Wikipedia API Dog Breed Comparison

For this assignment, I was interested in the differentiation between two very different but common dog breeds throughout America. The first breed of dog that I wanted to look into was the American Pit Bull Terrier, as it has become one of the most controversial pets to own due to BSL (Breed Specific Legislation) that has outlawed the ability to own a Pit Bull in certain states. On the other end of the spectrum, I was interested in comparing the Pit Bull with a socially accepted and common household dog breed such as the Labrador Retriever. Some of my initial questions for this project is which dog breed receives more attention online via revision history, and what kind of trends can we find throughout our comparison?

To begin my EDA Wikipedia API Scrape, we must import and load in all our packages to allow us to curate the data. We will use json, BeautifulSoup, pandas, seaborn, datetime, and matplotlib for the data visualizations.

After we are finished with out imports, then we move into the scraping process by doing a url query to determine wheres the API severs is, then create an empty dictionary to add the properties of the page, page title, and revision history. We will grab 500 revisions for each of the two dog breeds to compare, and we will make the “rvdir” category into “newer” so that it will show us the older revisions then move into what it looks like now after 500 revisions.
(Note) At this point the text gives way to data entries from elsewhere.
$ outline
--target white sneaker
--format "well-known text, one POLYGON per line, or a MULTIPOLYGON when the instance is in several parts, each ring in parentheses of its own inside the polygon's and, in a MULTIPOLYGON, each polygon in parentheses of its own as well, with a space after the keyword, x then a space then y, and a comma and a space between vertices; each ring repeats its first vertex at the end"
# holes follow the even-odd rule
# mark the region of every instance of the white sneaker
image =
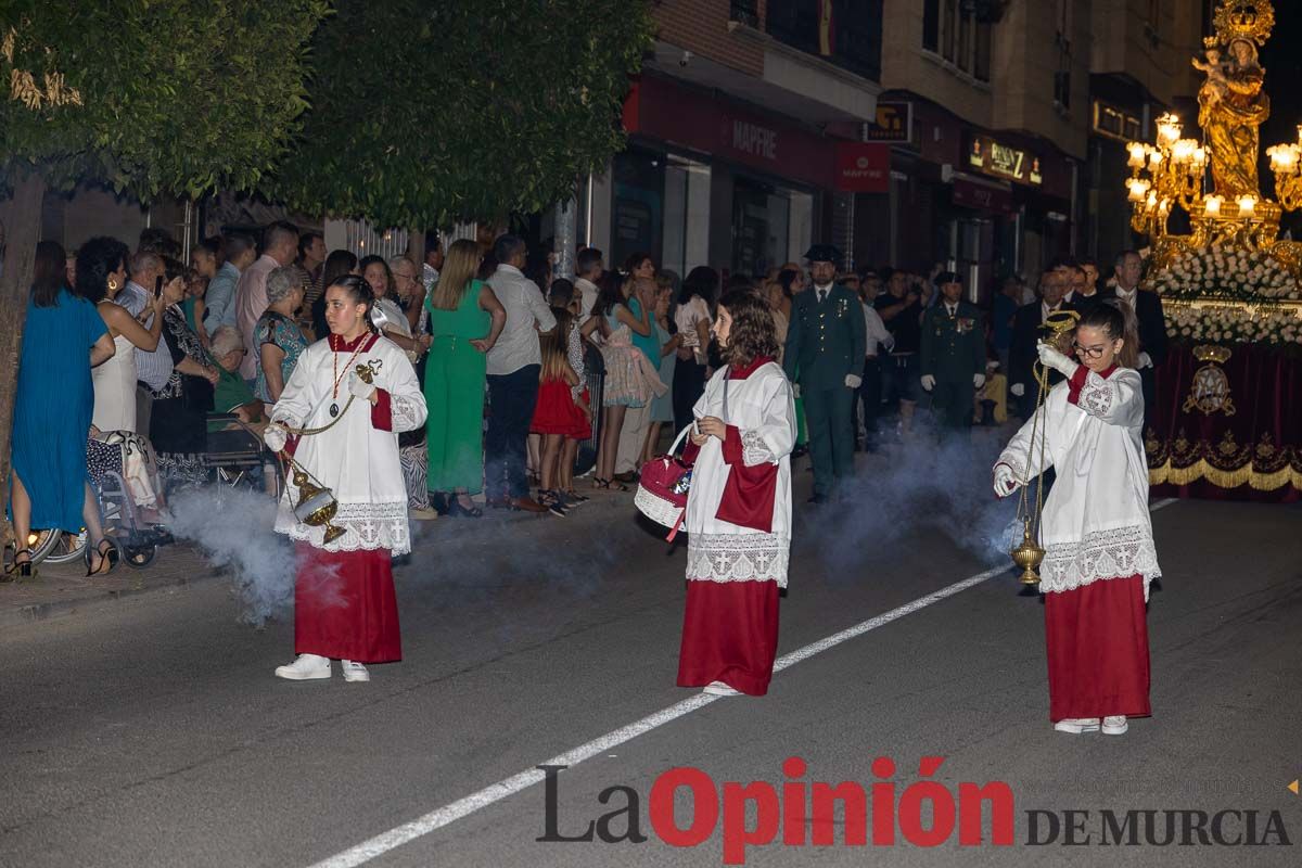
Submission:
POLYGON ((1098 733, 1099 731, 1099 718, 1098 717, 1068 717, 1060 720, 1053 725, 1060 733, 1070 733, 1072 735, 1079 735, 1082 733, 1098 733))
POLYGON ((354 660, 340 660, 339 666, 344 670, 344 681, 371 681, 366 666, 354 660))
POLYGON ((288 678, 289 681, 329 678, 329 657, 298 655, 298 658, 288 666, 276 666, 276 678, 288 678))
POLYGON ((734 690, 721 681, 710 682, 702 692, 710 694, 711 696, 741 696, 740 690, 734 690))

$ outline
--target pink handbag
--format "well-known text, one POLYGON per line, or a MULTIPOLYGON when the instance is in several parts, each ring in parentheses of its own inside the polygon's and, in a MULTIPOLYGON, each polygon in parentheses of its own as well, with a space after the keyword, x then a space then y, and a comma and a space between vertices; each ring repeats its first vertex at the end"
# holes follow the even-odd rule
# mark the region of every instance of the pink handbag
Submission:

Next we will create “json_response” which will request the url and structure the parameters for the json.

To get a quick look at what our data looks like for the Pit Bull, and we can see all the columns and categories of data that we could analyze from here.

From here we can check our dataset by looking into our new Dataframe under “revisions” to get a visual sense of what structure our dataset will look like.

We then will now shift and move into doing the same process to collect the online data for Labrador Retrievers, and the same sort of actions will be taken from the previous lines of code above to ensure that both of these two data scrapes have uniform and comparable data that will allow us to inspect the two accurately within the same parameters.

#Scraping Code Sourced : Brian C. Keegan, Ph.D. — Assistant Professor, Department of Information Science University of Colorado Boulder

The next step in the EDA process is to plot and visualize both of the charts in order to compare them both and potentially find any trends across the two breeds. To do this, we will use a simple line graph for the revision history across the API data for each of these pages. We will also be using the y-axis to indicate the size in bytes for how much information has been added or removed from each page.

Pit Bull:

Labrador Retriever:

When comparing the two plotting outcomes, it’s evident that there are higher rates of information removal/deletion on the pit bull page. This makes me question if the breed controversy has an impact due to the fact that between the 1980’s to 2017, there was a reported 389 deaths from pit bull attacks. The breed is less favored throughout traditional media and usually holds a negative stigma as a breed in general. The labrador retriever seems to have a faster revisional growth rate compared to the pit bull.

The next section of my EDA process led me to investigate additional data in order to help me understand why this Wikipedia revisional popularity difference could be explained. While researching on Kaggle, I found this dataset that has over 9,000 animal bite reports across the United States, and I wanted to see where my two chosen dog breeds stack up. To begin, we simply load up the .csv file and then I cleaned up the empty data and printed all unique species that were recorded in this overall dataset.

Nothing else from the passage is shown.